Strategists at the bank forecast that Spanish-listed companies will deliver profit growth of 24.8%, placing Madrid’s market firmly among the continent’s strongest.
The IBEX 35 is predicted to rank as the third most profitable stock market in Europe, behind Norway’s OBX Oslo 25 and Germany’s mid-cap index in Frankfurt.
While Spanish companies are expected to post strong gains, Norway leads the pack by a wide margin, with projected earnings growth of over 50%, driven largely by its energy-heavy economy.
Beating the European average
Spain’s projected growth comfortably outpaces the broader European benchmark, the Euro Stoxx 50, which is expected to see earnings rise by 15.3%.
That gap highlights the relative strength of Spanish firms, even amid recent geopolitical uncertainty that has weighed on markets.
In practical terms, the forecast suggests Spanish companies could generate billions more in profits compared to the previous year – a figure well above the index’s historical average.
Behind Spain, France’s stock market is expected to post earnings growth of 21.1%, followed by Italy at 19.7% and London at 17.9%.

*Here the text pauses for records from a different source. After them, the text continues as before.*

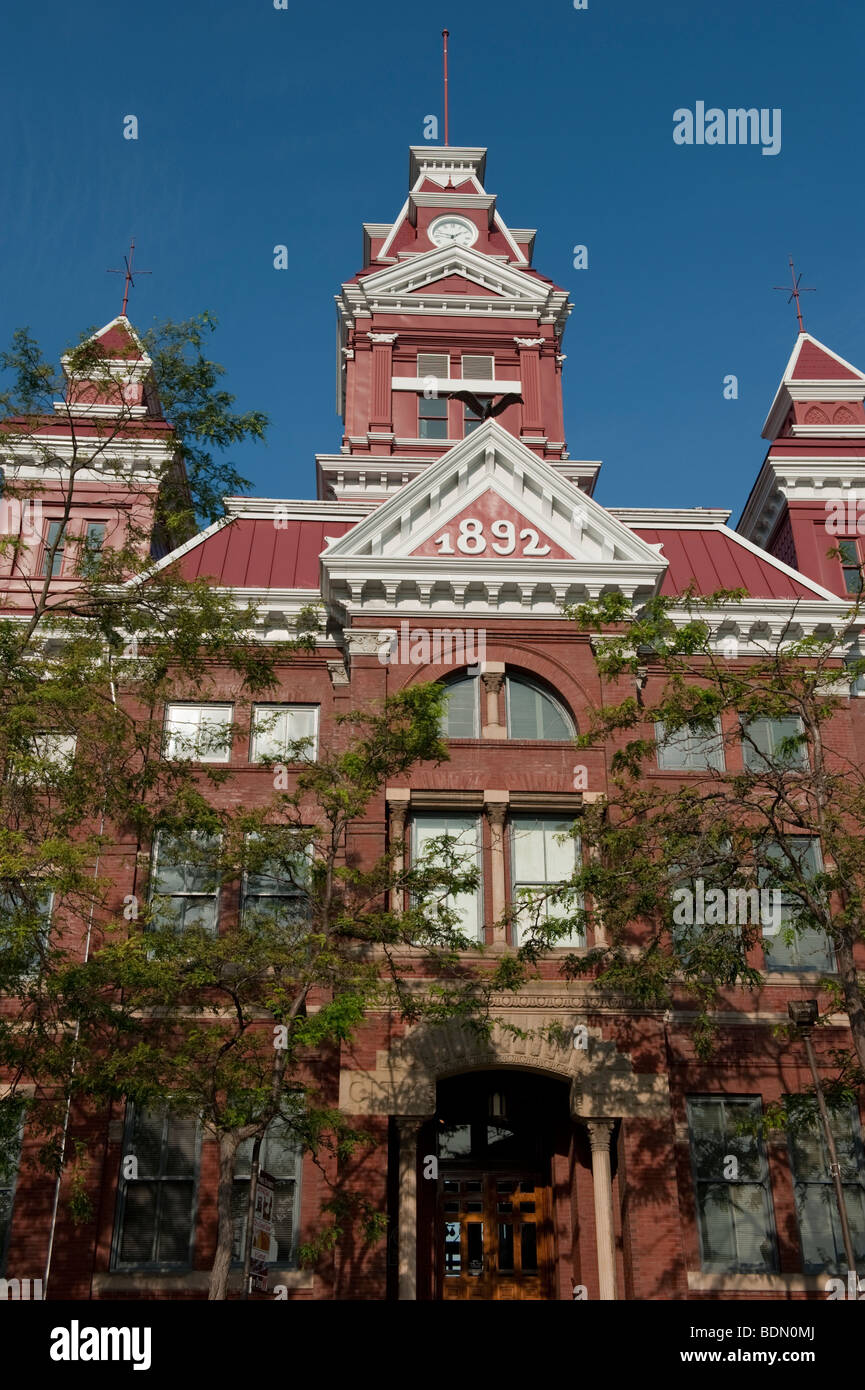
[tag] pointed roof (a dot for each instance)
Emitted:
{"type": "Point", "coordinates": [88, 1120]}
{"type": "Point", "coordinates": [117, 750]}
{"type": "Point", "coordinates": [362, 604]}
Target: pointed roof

At the other end of the scale, Stockholm is forecast to see much weaker growth of just 4.6%.
Why Norway is ahead
Norway’s standout performance comes down to its economic structure. According to analysts, its market is highly cyclical and heavily exposed to energy and commodities.
Companies such as Equinor and Aker BP dominate the index, alongside shipping firms, banks and tech companies – sectors that tend to benefit strongly from global demand swings.
Earnings season begins
The outlook comes as European markets enter a key earnings season, with major banks and corporations set to report results in the coming weeks.
For Spain, expectations are high and if forecasts hold, the IBEX 35 could emerge as one of the continent’s standout performers in 2026.